Validates that a string value matches a valid bank Routing Transit Number (RTN), such as 0134567890.
SEDOL

^(?<Sedol>[B-Db-dF-Hf-hJ-Nj-nP-Tp-tV-Xv-xYyZz\\d]{6}\\d)$

Validates that the alphanumeric value is a valid Stock Exchange Daily Official List (SEDOL) code, such as B123456.
SHIRT SIZE

('L','M','S','XS','XL','XXL','2XL','3XL','l','m','s','xs','xl','xxl','Small','Medium','Large','X-Large')

Validates that a value contains a valid shirt size.
SSN

^(?!(000|666|9))\\d{3}-(?!00)\\d{2}-(?!0000)\\d{4}$

3 digits dash 2 digits dash 4 digits.
STATE CD
('AL','AK','AZ','AR','CA','CO','CT','DE','FL','GA','GU','HI','ID','IL',
'IN','IA','KS','KY','LA','ME','MD','MA','MI','MN','MS','MO','MP','MT',
'NE','NV','NH','NJ','NM','NY','NC','ND','OH','OK','OR','PA','PR','RI',
'SC','SD','TN','TX','UT','VT','VA','VI','WA','WV','WI','WY','AS','DC')
Checks if a value does not match a state code format.
STATE NAME
('Alabama','Arkansas','Arizona','Alaska','California','South Dakota',
'Colorado','Connecticut','Delaware','Florida','Georgia','Guam','Hawaii',
'Idaho','Illinois','Indiana','Kansas','Kentucky','Louisiana','Maryland',
'Massachusetts','Michigan', 'Missouri', 'Minnesota','Mississippi',
'Montana','Oregon','Nebraska','Northern Mariana Islands','Maine',
'Nevada','New Hampshire','New Jersey','New Mexico','New York',
'North Carolina','North Dakota','Ohio','Oklahoma','Pennsylvania',
'Puerto Rico','Iowa','Rhode Island','South Carolina','Tennessee',
'Texas','Utah','Vermont','Virgin Islands','Virginia','Washington',
'West Virginia','Wisconsin','Wyoming','American Samoa',
'District of Columbia')
Checks if a value does not match a state name format.
STREET ADDRESS

^\\d{1,3}.?\\d{0,3}\\s[a-zA-Z]{2,30}\\s[a-zA-Z]{2,15}

Checks that a string value is in a valid US street address format, such as 123 Broadway.
SUFFIX

('Jr','Jr.', 'Sr', 'Sr.', 'II', 'III', 'IV')

Validates that a value contains a valid suffix after surnames, such as Jr., Sr., and II.
SYMBOL

^([A-Z]{1,4})(:|\\.|-){0,1}([A-Z]{1,1})$

Validates that a stock symbol contains 1-4 uppercase letters, an optional colon :, period ., or hyphen -, and 1 uppercase letter. For example, ABCD:E.
TIME HHMMSS

^(\\d\\d:\\d\\d:\\d\\d)

Time in a HHMMSS format, such as 23:59:59 or 08:30:00.
UK POSTAL CD

^[A-Z]{1,2}[0-9R][0-9A-Z]? [0-9][ABD-HJLNP-UW-Z]{2}$

Checks that a string value is in a valid UK postal code format.
URL

(http|https|www.|ftp)(www.)?[a-zA-Z0-9@:%._\\+~#?&//=]{2,256}\\.[a-z]{2,6}\\b([-a-zA-Z0-9@:%._\\+~#?&//=]*)

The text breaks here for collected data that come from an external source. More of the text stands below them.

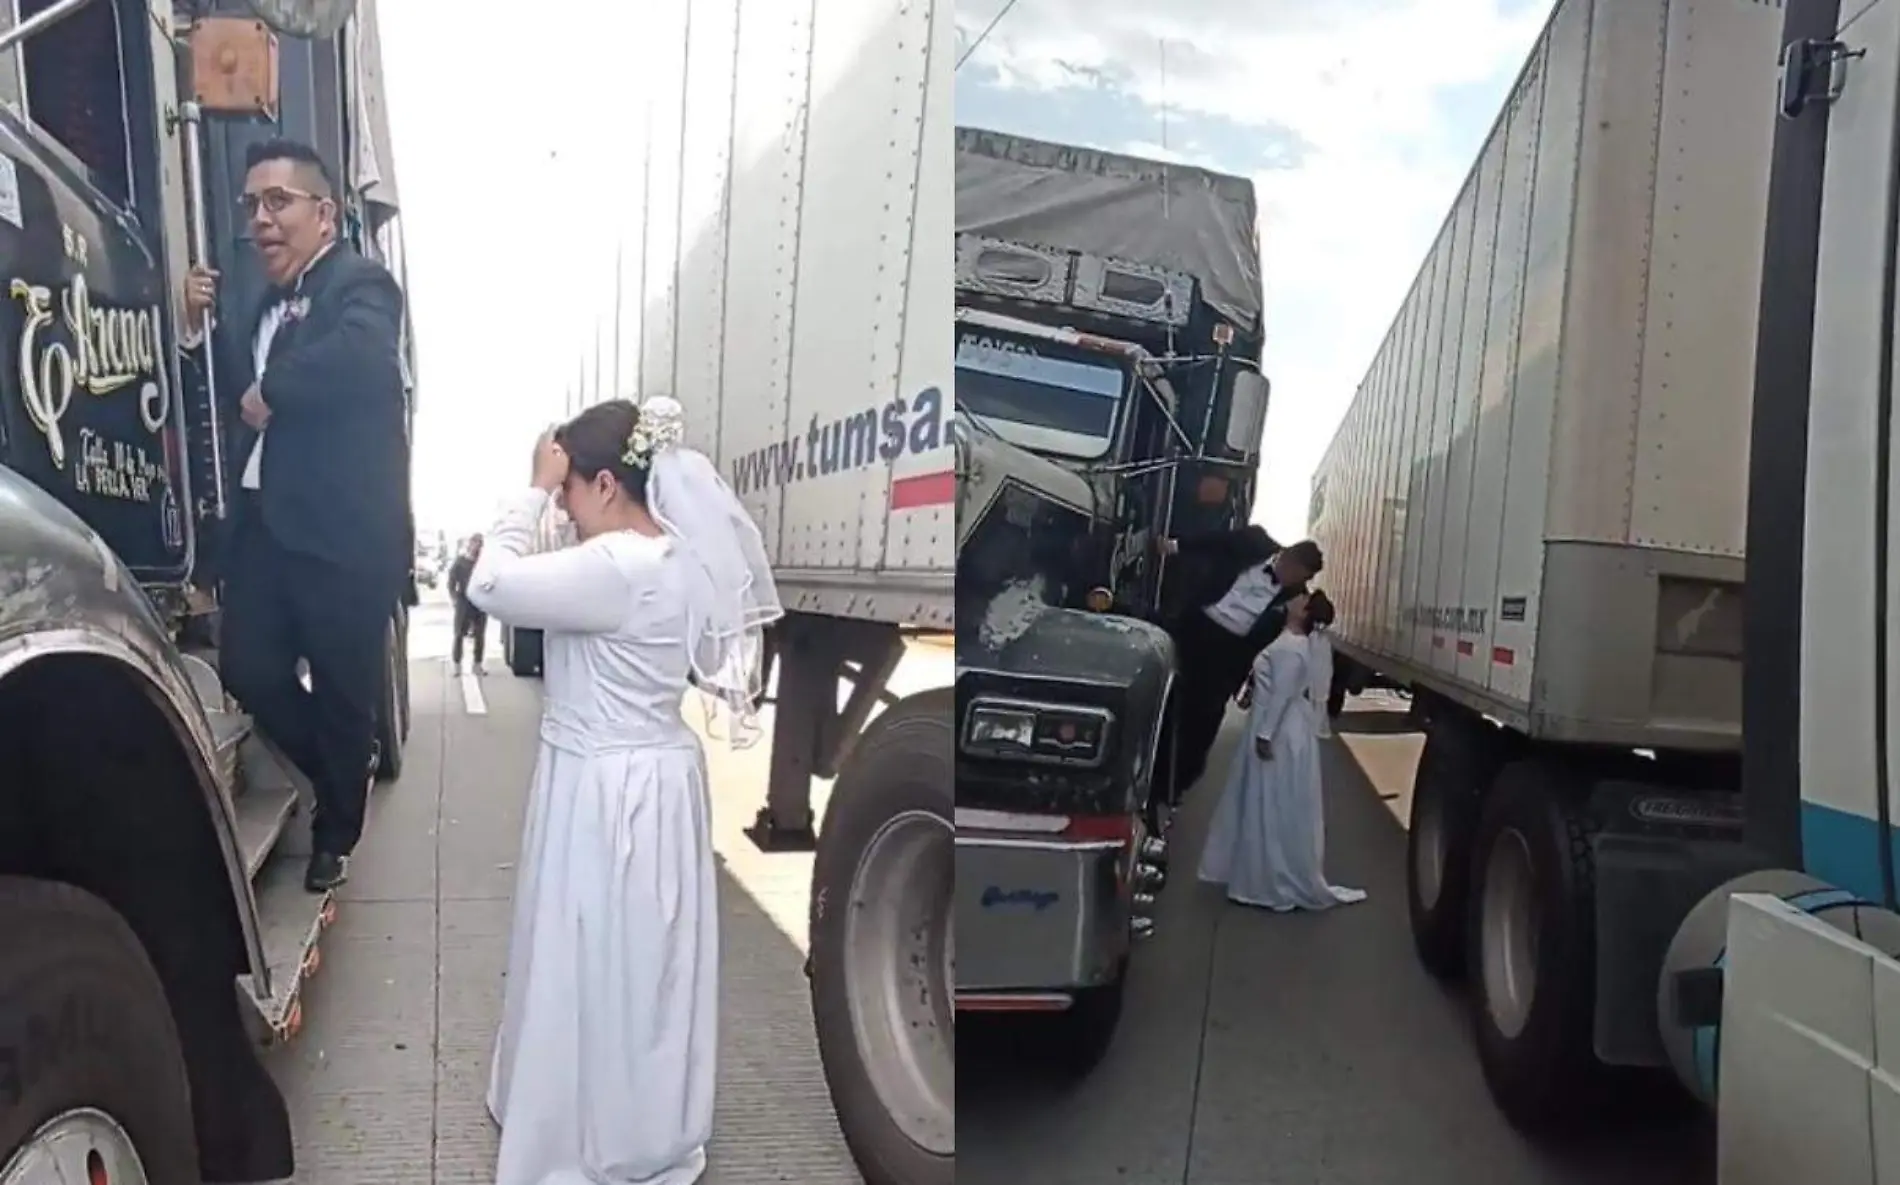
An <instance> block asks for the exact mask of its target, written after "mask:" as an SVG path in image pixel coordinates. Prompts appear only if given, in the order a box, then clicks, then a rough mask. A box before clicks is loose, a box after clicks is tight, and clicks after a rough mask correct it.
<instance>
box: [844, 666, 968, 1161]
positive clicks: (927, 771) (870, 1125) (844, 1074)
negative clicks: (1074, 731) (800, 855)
mask: <svg viewBox="0 0 1900 1185" xmlns="http://www.w3.org/2000/svg"><path fill="white" fill-rule="evenodd" d="M954 714H956V701H954V697H952V691H950V689H948V687H944V689H942V691H927V693H923V695H918V697H914V699H910V701H908V703H899V705H897V706H895V708H889V710H887V712H883V714H882V716H878V720H876V722H872V725H870V727H868V729H866V731H864V735H863V739H861V741H859V743H857V746H855V750H853V752H851V758H849V760H847V762H845V767H844V769H842V771H840V773H838V781H836V782H834V786H832V796H830V803H828V805H826V807H825V824H823V828H821V830H819V847H817V858H815V860H813V868H811V963H809V967H811V1020H813V1024H815V1027H817V1039H819V1060H821V1062H823V1063H825V1084H826V1086H828V1088H830V1098H832V1107H834V1109H836V1113H838V1126H840V1128H842V1132H844V1141H845V1145H847V1147H849V1149H851V1158H853V1160H857V1168H859V1172H861V1174H863V1176H864V1185H950V1181H954V1177H956V1157H954V1155H950V1157H942V1155H935V1153H931V1151H929V1149H923V1147H920V1145H916V1143H912V1141H910V1138H908V1136H904V1132H902V1130H901V1128H899V1126H897V1124H895V1122H893V1120H891V1117H889V1115H887V1113H885V1107H883V1103H882V1101H880V1098H878V1092H876V1088H874V1086H872V1079H870V1073H868V1071H866V1069H864V1058H863V1050H859V1046H857V1031H855V1025H853V1024H851V1001H849V989H847V984H845V967H844V963H845V951H844V946H845V921H847V913H849V906H847V902H849V900H851V883H853V879H855V877H857V868H859V858H861V855H863V851H864V847H866V845H868V843H870V839H872V837H874V836H876V834H878V830H880V828H883V824H885V822H887V820H891V818H895V817H899V815H902V813H908V811H929V813H931V815H937V817H939V818H940V820H942V822H944V828H954V820H956V803H954V786H956V781H954V779H956V769H954V760H956V758H954V752H956V744H954V727H956V725H954ZM950 834H954V832H950V830H946V839H948V836H950ZM826 906H832V908H826ZM950 917H952V902H950V885H948V883H946V885H944V900H942V925H952V919H950ZM944 988H946V991H948V989H950V988H952V986H950V984H946V986H944ZM950 1006H952V1003H950V1001H948V999H944V1001H942V1008H944V1012H942V1018H940V1024H944V1025H954V1018H952V1012H950ZM952 1041H954V1039H952Z"/></svg>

Checks that a string value is in a valid website URL format.
VIN

^(?<wmi>[A-HJ-NPR-Z\\d]{3})(?<vds>[A-HJ-NPR-Z\\d]{5})(?<check>[\\dX])(?<vis>(?<year>[A-HJ-NPR-Z\\d])(?<plant>[A-HJ-NPR-Z\\d])(?<seq>[A-HJ-NPR-Z\\d]{6}))$

Checks if a value does not match a US Vehicle Identification Number format.
VISA

^(?<visa>4[0-9]{12}(?:[0-9]{3})?)$

Validates Visa credit card numbers.
ZIP CODE

^[0-9]{5}(?:-[0-9]{4})?$

Must have 5 digits between 0-9 and can have an additional 4 digits.